Re: Re: Improve OR conditions on joined columns (common star schema problem)

From: Tom Lane <tgl(at)sss(dot)pgh(dot)pa(dot)us>
To: Jim Nasby <jim(dot)nasby(at)openscg(dot)com>
Cc: David Steele <david(at)pgmasters(dot)net>, Pg Hackers <pgsql-hackers(at)postgresql(dot)org>
Subject: Re: Re: Improve OR conditions on joined columns (common star schema problem)
Date: 2017-03-19 19:32:57
Message-ID: 30756.1489951977@sss.pgh.pa.us
Views: Raw Message | Whole Thread | Download mbox | Resend email
Thread:
Lists: pgsql-hackers

Jim Nasby <jim(dot)nasby(at)openscg(dot)com> writes:
> On 3/16/17 11:54 AM, David Steele wrote:
>> On 2/14/17 4:03 PM, Tom Lane wrote:
>>> Well, the key point is whether it's really OK to de-dup on the basis
>>> of only the CTIDs that are not eliminated in any UNION arm. I was
>>> feeling fairly good about that until I thought of the full-join-to-
>>> left-join-to-no-join conversion issue mentioned in the comment.

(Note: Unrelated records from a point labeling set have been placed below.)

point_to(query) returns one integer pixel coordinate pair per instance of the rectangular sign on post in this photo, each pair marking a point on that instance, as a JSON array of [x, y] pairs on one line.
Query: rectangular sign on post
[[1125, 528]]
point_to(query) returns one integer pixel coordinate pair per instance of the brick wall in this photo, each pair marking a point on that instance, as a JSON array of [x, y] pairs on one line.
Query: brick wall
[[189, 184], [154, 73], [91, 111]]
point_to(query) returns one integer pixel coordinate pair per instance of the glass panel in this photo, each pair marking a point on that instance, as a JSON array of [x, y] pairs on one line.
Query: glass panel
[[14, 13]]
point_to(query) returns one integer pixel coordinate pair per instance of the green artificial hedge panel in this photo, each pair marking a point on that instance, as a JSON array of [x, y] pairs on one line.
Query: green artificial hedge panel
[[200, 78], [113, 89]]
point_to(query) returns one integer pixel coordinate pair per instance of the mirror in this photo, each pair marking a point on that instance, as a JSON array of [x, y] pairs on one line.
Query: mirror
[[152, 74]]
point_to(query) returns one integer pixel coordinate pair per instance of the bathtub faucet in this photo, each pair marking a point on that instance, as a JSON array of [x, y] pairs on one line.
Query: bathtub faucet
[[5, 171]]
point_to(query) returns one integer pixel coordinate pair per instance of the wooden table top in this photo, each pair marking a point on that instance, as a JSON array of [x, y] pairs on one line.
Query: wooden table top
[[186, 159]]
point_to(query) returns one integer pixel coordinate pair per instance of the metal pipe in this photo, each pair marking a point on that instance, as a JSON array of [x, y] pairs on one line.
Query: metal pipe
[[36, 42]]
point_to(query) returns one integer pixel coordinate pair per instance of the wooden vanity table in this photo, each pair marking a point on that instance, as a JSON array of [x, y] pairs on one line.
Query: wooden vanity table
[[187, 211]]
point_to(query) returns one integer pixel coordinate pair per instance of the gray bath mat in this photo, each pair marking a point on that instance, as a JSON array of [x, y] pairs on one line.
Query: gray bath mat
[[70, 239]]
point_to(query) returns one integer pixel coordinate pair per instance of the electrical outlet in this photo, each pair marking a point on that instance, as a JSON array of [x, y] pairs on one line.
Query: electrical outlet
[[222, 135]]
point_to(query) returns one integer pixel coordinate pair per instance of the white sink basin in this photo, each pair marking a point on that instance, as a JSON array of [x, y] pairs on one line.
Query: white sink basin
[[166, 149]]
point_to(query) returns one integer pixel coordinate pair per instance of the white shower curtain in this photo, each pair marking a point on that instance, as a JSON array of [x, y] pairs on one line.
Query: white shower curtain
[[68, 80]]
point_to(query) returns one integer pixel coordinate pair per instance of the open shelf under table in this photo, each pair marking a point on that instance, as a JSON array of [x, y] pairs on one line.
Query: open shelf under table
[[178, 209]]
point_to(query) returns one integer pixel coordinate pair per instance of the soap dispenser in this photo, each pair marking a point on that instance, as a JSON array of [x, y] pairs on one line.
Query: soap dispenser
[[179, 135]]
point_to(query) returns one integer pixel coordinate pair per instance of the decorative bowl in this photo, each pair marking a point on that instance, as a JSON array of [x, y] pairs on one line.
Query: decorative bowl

>> Jim, have you had time to think about this? Any insights?

> Having thought about it, I share Tom's concerns. And now I'm worried
> about what happens if there are multiple separate OR clauses. I guess
> those would be handled by separate UNIONs?

As proposed, the patch would try to optimize by splitting each OR clause
independently, and would choose whichever way gave the best cost estimate.
I'm not sure it's possible to do better than that, and even if it is,
I think improving it could be left for later.

> Tom, could you expand the description some, especially with some examples?

Here's a counterexample --- admittedly rather artificial, but still a
counterexample --- to applying the optimization when there are FULL joins.
Consider

SELECT count(*)
FROM a FULL JOIN b ON (a.id = b.id)
WHERE (a.x = 42 OR b.y = 43);

and suppose that a and b have mutual FK constraints guaranteeing that
every non-null a.id value has exactly one match in b and vice versa. (For
the purposes of this example, I think it doesn't matter whether or not we
allow there to be null id values.) Also suppose that there are some join
rows satisfying both a.x = 42 and b.y = 43, while other join rows satisfy
only one of the OR arms. The patch would try to implement this query as,
approximately,

SELECT count(*)
FROM
( SELECT FROM a FULL JOIN b ON (a.id = b.id) WHERE a.x = 42
UNION-using-ctids
SELECT FROM a FULL JOIN b ON (a.id = b.id) WHERE b.y = 43 )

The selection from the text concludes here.